Los vientos de modernidad soplan con inédita fuerza a mediados del siglo XIX, cuando “se produce una auténtica revolución de los transportes, representada por el ferrocarril y el empleo del vapor en la navegación, que iba a construir un mercado de ámbito mundial”. Pero no permanecerá en equilibrio la balanza, dado que la dialéctica de los contrarios suscitará nuevas realidades; en efecto, en el primer tercio del siglo XX la dinámica del progreso declina: “Sobrevino la crisis de 1929 y la expansión quedó frenada y el equilibrio roto. Entonces los agricultores de Iberoamérica cobraron conciencia de que habían enajenado su independencia económica a unos mercados exteriores sobre cuyas decisiones no podían ejercer ningún tipo de control”.
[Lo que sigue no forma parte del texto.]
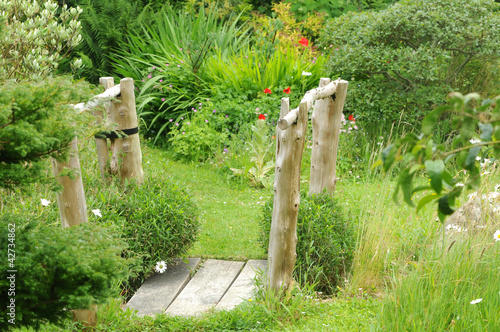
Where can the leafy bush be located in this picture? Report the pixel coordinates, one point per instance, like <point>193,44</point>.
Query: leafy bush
<point>37,119</point>
<point>158,220</point>
<point>326,241</point>
<point>403,60</point>
<point>170,61</point>
<point>35,37</point>
<point>198,138</point>
<point>105,25</point>
<point>57,269</point>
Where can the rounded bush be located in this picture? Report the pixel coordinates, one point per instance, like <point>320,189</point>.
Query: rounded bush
<point>326,241</point>
<point>158,220</point>
<point>56,269</point>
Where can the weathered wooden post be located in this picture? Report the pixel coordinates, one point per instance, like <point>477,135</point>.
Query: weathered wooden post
<point>127,148</point>
<point>326,118</point>
<point>290,138</point>
<point>283,238</point>
<point>71,201</point>
<point>101,143</point>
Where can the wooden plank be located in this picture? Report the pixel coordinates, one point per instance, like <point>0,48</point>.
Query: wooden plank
<point>206,288</point>
<point>159,290</point>
<point>243,287</point>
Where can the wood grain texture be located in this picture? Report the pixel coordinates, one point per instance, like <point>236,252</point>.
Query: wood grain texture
<point>206,288</point>
<point>243,287</point>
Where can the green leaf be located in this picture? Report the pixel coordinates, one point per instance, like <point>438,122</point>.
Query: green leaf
<point>426,200</point>
<point>486,131</point>
<point>435,169</point>
<point>431,119</point>
<point>471,157</point>
<point>444,206</point>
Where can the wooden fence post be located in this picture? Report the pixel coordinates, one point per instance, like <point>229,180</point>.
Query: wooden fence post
<point>127,149</point>
<point>283,236</point>
<point>71,201</point>
<point>102,143</point>
<point>326,118</point>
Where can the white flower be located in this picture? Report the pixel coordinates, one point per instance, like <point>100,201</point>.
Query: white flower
<point>97,212</point>
<point>161,267</point>
<point>474,141</point>
<point>472,195</point>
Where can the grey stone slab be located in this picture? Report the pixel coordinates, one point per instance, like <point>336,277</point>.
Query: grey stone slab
<point>159,290</point>
<point>206,288</point>
<point>243,287</point>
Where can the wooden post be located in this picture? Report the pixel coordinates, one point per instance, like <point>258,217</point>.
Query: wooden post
<point>283,236</point>
<point>326,118</point>
<point>127,149</point>
<point>102,143</point>
<point>71,201</point>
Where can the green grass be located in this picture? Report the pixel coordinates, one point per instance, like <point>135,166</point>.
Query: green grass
<point>229,211</point>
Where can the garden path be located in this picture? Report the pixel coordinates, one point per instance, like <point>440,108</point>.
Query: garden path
<point>194,288</point>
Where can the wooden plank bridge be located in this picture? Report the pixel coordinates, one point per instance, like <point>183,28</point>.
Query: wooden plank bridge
<point>216,284</point>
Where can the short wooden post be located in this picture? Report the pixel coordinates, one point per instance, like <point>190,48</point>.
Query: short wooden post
<point>71,201</point>
<point>102,143</point>
<point>283,236</point>
<point>326,117</point>
<point>126,149</point>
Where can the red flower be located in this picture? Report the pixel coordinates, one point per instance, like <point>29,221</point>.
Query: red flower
<point>304,41</point>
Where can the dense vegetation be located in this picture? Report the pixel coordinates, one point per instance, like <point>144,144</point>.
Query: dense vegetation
<point>209,77</point>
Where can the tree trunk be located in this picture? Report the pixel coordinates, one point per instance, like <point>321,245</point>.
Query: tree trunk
<point>71,201</point>
<point>326,118</point>
<point>283,236</point>
<point>102,143</point>
<point>127,149</point>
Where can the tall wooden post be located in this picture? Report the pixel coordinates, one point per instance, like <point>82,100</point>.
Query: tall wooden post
<point>71,201</point>
<point>326,117</point>
<point>283,236</point>
<point>102,143</point>
<point>126,149</point>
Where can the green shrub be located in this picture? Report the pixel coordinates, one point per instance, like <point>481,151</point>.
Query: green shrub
<point>167,61</point>
<point>37,119</point>
<point>326,241</point>
<point>57,268</point>
<point>200,137</point>
<point>402,61</point>
<point>158,220</point>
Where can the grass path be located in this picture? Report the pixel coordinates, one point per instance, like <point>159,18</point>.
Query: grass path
<point>228,212</point>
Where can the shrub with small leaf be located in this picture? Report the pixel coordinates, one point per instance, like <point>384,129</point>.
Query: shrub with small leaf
<point>158,220</point>
<point>326,241</point>
<point>57,268</point>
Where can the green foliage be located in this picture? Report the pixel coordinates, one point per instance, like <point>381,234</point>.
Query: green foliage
<point>471,118</point>
<point>402,61</point>
<point>168,61</point>
<point>105,25</point>
<point>250,72</point>
<point>258,157</point>
<point>36,37</point>
<point>200,137</point>
<point>437,294</point>
<point>326,241</point>
<point>37,119</point>
<point>158,220</point>
<point>57,269</point>
<point>335,8</point>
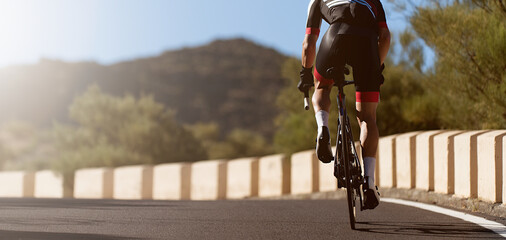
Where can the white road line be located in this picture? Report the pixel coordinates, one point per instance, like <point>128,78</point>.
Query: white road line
<point>491,225</point>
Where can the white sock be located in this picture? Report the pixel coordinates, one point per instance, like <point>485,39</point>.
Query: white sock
<point>369,166</point>
<point>322,119</point>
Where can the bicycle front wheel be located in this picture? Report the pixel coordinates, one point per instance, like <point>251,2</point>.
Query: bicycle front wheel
<point>350,191</point>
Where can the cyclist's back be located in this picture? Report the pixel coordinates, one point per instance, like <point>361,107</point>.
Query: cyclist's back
<point>358,36</point>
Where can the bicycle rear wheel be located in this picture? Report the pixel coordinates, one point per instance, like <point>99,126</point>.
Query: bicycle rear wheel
<point>350,191</point>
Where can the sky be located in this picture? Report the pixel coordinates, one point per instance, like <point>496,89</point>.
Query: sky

Superada la crisis, los países en desarrollo, Colombia entre ellos, viven nuevas bonanzas: en nuestro caso, hacia finales del 70 (s. XX) el algodón aún llevaba prosperidad a pequeños y medianos cultivadores, hasta que los tratados de libre comercio (apertura económica) configuran el nuevo escenario, que este estudio lo explica con la modesta economía española: “Los comerciantes andaluces no invirtieron sus capitales en la producción, y dejaron de adquirir tejidos españoles cuando encontraron más conveniente negociar con géneros extranjeros: cargaron las flotas de Indias de mercancías francesas e inglesas, y dejaron que la industria textil castellana se arruinase irremisiblemente”. Y se nos recuerda, ah ironía, que fue justamente en la producción textil algodonera donde se inició la revolución industrial.
No se dice, explícitamente, que en Latinoamérica no hubo Modernidad, y que durante el tiempo colonial lo que imperaba era el modo de producción medieval, con señores feudales y esclavos. En efecto, “Humboldt nos habla, a comienzos del siglo XIX, de esas fábricas donde los trabajadores son azotados despiadadamente y en donde a los casados solo se les permitía ver a sus familias los domingos”.